Tuesday, June 30, 2009

Medical Insurance Competition in Ohio

Health Care for America Now, (HCAN), published a report showing the state of health insurance competition in America. Basically, to cut to the chase, it sucks, and Ohio is no different.

According to the report, 58% of the health insurance market in Ohio is controlled by two companies. These companies are Wellpoint, which is run by Anthem Blue Cross/Blue Shield and Medical Mutual.

The report notes that from 2000 to 2007:

1. The cost of health insurance premiums for Ohio working families has gone up 76%;

2. The average annual combined premium for employers and employees went from $6596 to $11636;

3.Employers saw their portion of annual premiums go up by 75% while employees saw their share increase by 80%; but

4. The median earnings of Ohio workers increased by 9%, from $25017 to $27255.

(You can read the full report here.)

One of the favorite talking points for Republicans is that somehow Obama's plan for a public option for health insurance will "destroy" the marketplace. Well, guess what, in a lot of states, including Ohio, there is not much of a marketplace left to destroy.

Maybe what we need is some good, old-fashioned, Teddy Roosevelt-style, trust busting. Maybe its time, in fact, past time, to unleash the Justice Department's anti-trust division on some health insurance providers.

Monday, June 29, 2009

Brent Larkin is a Law School Graduate and a Political Idiot!

Brent Larkin had a column in Sunday's Plain Dealer berating Governor Ted Strickland for not proposing a tax increase to meet Ohio's budget woes. He also said that Strickland was the worse governor for Cleveland since he has been covering politics.

What's interesting about his rant againt Strickland is the fact that he totally ignores the fact that the Ohio General Assembly has to vote to raise taxes. Under Ohio's Constitution, the Governor doesn't have the power to impose taxes by executive fiat. They have to be passed by the Ohio General Assembly.

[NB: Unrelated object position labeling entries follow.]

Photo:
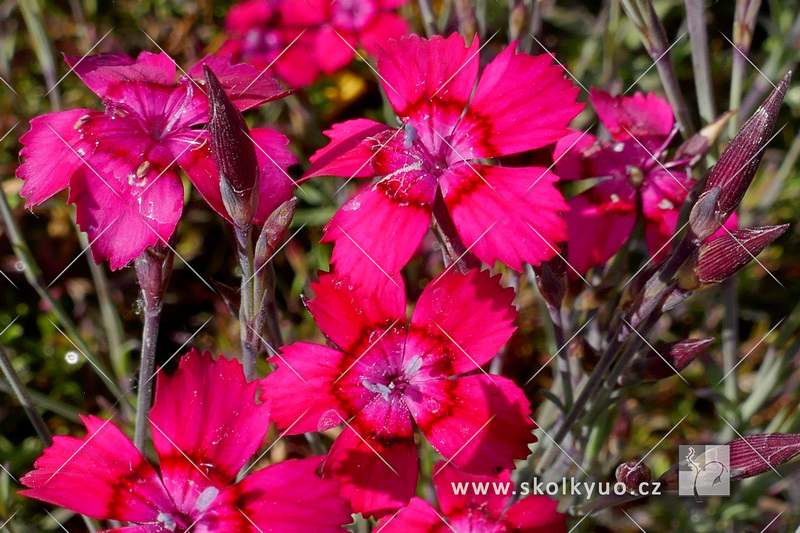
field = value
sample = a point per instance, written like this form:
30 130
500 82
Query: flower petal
599 221
122 212
478 423
101 475
378 473
206 425
344 312
417 517
288 497
103 72
351 150
537 514
522 102
307 370
52 152
470 313
648 118
447 477
506 214
400 205
421 76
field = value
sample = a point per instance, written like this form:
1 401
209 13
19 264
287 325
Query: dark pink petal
537 514
506 214
336 49
122 213
384 26
246 86
421 76
470 313
600 221
52 153
287 497
344 312
648 118
101 475
447 477
663 194
569 155
350 152
479 423
378 475
417 517
103 72
400 205
308 371
206 425
522 102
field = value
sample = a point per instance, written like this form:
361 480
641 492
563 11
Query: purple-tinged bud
234 154
272 233
737 165
756 454
722 257
695 147
703 221
633 474
551 279
666 361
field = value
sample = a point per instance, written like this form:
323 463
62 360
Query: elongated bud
722 257
666 361
632 474
695 147
272 233
234 154
737 165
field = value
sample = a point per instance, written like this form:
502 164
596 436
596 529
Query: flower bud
737 165
632 474
663 361
722 257
234 154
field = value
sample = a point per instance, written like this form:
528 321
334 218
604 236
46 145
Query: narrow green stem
24 398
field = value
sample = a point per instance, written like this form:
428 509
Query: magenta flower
465 510
206 425
121 165
300 39
386 374
508 214
602 218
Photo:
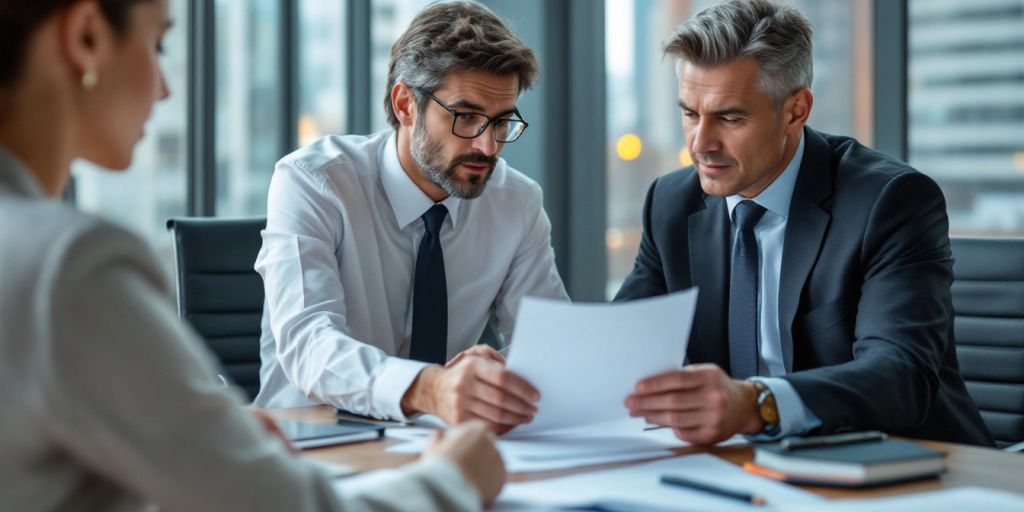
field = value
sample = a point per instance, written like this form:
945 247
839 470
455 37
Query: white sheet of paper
586 358
638 488
569 448
946 500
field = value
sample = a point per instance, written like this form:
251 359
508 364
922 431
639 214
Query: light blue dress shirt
773 358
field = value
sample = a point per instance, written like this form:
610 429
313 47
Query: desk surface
967 465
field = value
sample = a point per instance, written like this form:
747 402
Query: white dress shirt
773 358
338 259
108 402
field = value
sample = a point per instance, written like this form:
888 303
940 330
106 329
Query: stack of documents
639 488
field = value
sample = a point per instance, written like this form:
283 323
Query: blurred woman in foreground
107 401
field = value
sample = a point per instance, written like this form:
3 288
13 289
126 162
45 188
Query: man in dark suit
823 266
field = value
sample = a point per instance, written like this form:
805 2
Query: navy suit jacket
864 298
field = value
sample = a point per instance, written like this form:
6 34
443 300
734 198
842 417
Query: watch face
767 409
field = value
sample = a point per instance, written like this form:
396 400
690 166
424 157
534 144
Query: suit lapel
805 232
709 251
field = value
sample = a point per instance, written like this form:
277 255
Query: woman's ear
86 39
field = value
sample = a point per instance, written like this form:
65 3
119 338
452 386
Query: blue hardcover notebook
306 435
852 465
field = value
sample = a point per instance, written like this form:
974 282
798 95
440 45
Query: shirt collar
408 202
777 196
15 175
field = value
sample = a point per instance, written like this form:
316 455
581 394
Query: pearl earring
89 79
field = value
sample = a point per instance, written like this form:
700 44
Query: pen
832 440
714 489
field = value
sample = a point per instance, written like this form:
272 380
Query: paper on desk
947 500
586 358
587 445
638 488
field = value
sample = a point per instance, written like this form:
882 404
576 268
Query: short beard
427 155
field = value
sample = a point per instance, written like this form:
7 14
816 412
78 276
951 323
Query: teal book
860 464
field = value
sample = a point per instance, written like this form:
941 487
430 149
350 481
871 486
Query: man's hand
700 402
474 386
471 448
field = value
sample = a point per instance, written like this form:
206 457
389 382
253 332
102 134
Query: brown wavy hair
19 18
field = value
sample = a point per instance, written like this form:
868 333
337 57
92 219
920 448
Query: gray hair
778 37
453 37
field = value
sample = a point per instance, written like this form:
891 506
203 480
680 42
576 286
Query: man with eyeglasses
385 256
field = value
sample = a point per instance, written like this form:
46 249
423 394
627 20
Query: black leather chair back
219 293
988 301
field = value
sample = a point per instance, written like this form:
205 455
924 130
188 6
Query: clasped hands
700 402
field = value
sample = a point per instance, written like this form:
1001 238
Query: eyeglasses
471 124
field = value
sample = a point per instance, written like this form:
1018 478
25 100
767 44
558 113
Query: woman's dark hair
19 18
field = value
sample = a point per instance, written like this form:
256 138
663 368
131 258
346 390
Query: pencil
714 489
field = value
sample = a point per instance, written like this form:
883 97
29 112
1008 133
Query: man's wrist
753 424
420 396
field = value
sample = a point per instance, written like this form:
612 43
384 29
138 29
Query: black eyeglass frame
491 121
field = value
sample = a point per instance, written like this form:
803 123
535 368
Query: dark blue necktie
743 293
430 293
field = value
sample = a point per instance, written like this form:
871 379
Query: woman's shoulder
58 238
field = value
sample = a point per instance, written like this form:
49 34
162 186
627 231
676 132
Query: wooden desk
967 465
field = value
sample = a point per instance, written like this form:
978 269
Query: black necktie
430 293
743 293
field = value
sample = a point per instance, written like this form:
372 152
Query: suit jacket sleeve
902 326
647 276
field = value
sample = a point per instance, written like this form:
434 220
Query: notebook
306 435
849 465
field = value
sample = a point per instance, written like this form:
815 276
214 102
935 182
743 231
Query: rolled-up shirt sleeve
306 302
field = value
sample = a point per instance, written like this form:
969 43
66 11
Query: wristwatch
767 410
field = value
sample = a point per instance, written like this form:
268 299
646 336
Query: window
645 138
248 101
154 188
966 101
322 74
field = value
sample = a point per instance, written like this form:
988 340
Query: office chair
988 303
219 293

At the present time the Ohio General Assembly has one house controlled by the Democrats and the other by the Republicans. There is absolutely no indication that the Republicans who control the State Senate will vote for any sort of tax increase, including the proposals advanced by Larkin. Larkin thinks that Ohio should raise its sales tax by one cent and forego the last year of the five year reduction in the state's income tax passed by, yep, you guessed it, the Republicans in 2005.

Now, of course, Larkin doesn't even mention the fact that the Republicans in the State Senate would have to sign off on any tax increases. Nor does he mention the fact that it was the Republicans who got us in this mess in the first place. No, according to Larkin, all Strickland has to do is just ask the General Assembly to raise taxes and they will just jump to it.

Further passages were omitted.